Nötralizasyon, süreci geri döndürmek değil, aksine dialektiği salıvermektir. Ruh okulu öğrencisinin yaşam biçimi, temel olarak sempati ve antipati güçlerine bağlanmamak, etkisiz-tarafsız kalabilmektir. Her türlü olay ve olay karşısında objektif olmayı sevmeli ve objektif kalmasını öğrenmiş olmalıdır. Böylece, öğrenci belirli bir ilgiden boşalıp başka bir ilgiyle bu evrene bağlanmamış halde kalabilecektir. O olay ve olguları ne kendisine yakın ne de kendisine karşı bir konuma getirmeyecektir.
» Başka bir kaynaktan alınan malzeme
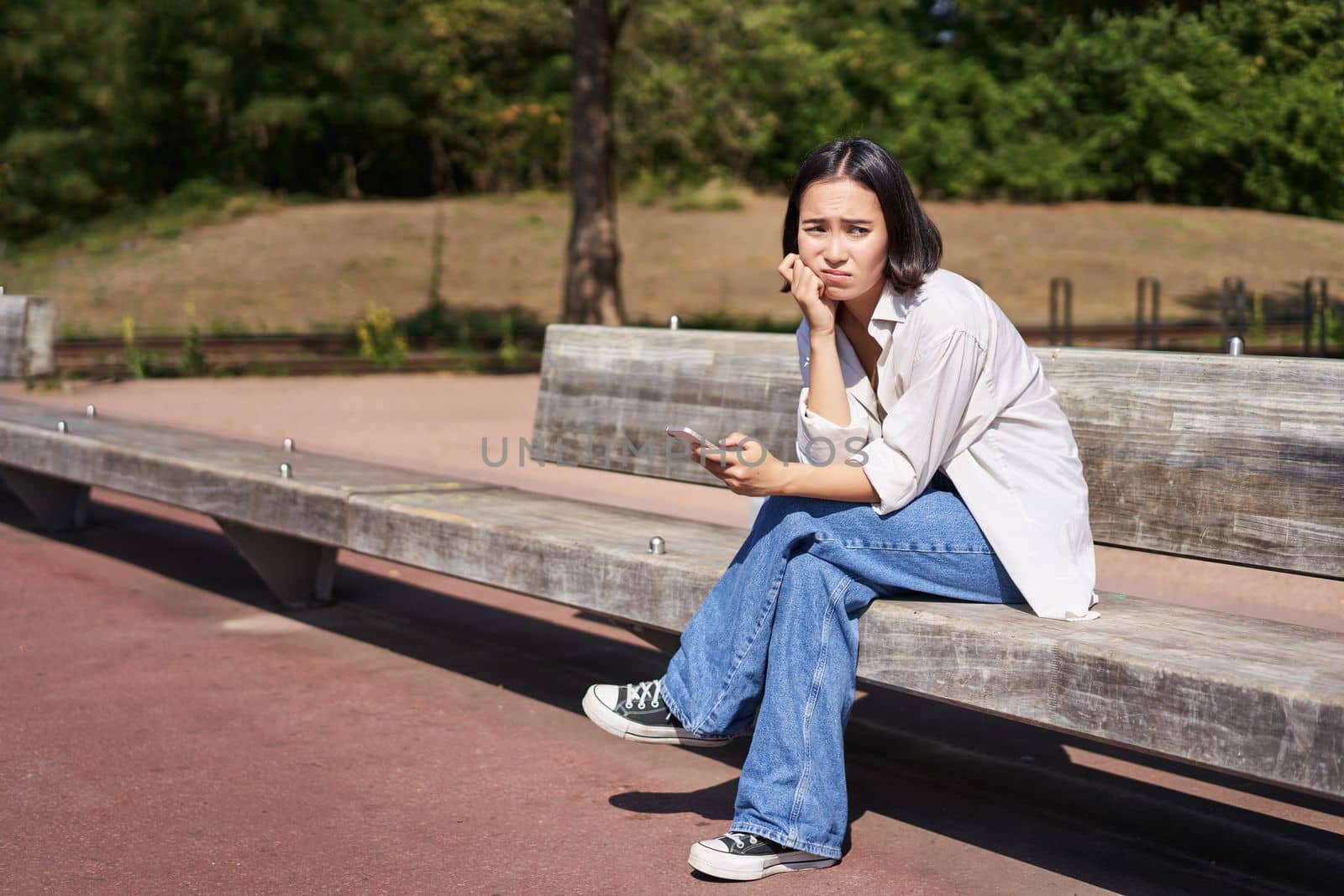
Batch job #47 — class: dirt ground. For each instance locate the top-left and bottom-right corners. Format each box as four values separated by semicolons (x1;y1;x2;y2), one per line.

Öğrencinin varlığı hareketsiz (düşünsel, duygusal ve bedensel olarak kendisinden bir şey katmadan) sessiz kalacaktır. Böylece, her durumda bilinçli, her yerde ve her zaman nötral olmayı başaracaktır. Sukunet onu koruyan bir manto gibi bir hediye olacaktır.

”Gloria İntacta” kitabından şu paragrafı aktaralım; ”Eğer öğrenci uzun bir dönem kazanmış olduğu nötralizasyonu korumayı başarır ve böylece bütün felsefi ve metafizik spekülasyonları aşabilir, kendisinde yeniden kazandığı düşünme gücünün kendine özgünlüğünü kullanabilir. Normal insanın kullandığı düşünce gücü bizim geçmişsel ilgilerimizdir. Kanımızın ya da kültüre dayanan yetiştirilme değerleridirler. Bu nedenle öğrenci tamamen kendi ilgilerini ve kanındaki instiktif değerleri bırakabilmelidir ki, geçmiş olan yaşamı, bir daha geri gelmeyecek şekilde ”geçmişte” kalabilsin.

Ruh Yolu, egonun kendisini kusursuzlaştırması, belirleyici, önemli kılınması ya da kutsallaştırılması değildir. Ancak, kişinin kendi egosunu reddetmeye karşı çok büyük bir korku vardır. Kişinin, içinde yaşadığımız şu çetin dünyasal yaşamda kendisiyle yoğunlaşması onun kanındandır. Ruhsal yola gitmeye hazır olabilmek için geçmiş haldeki dünyasal doğamızın ne olduğunu egonun açıkça kavraması gerekmektedir.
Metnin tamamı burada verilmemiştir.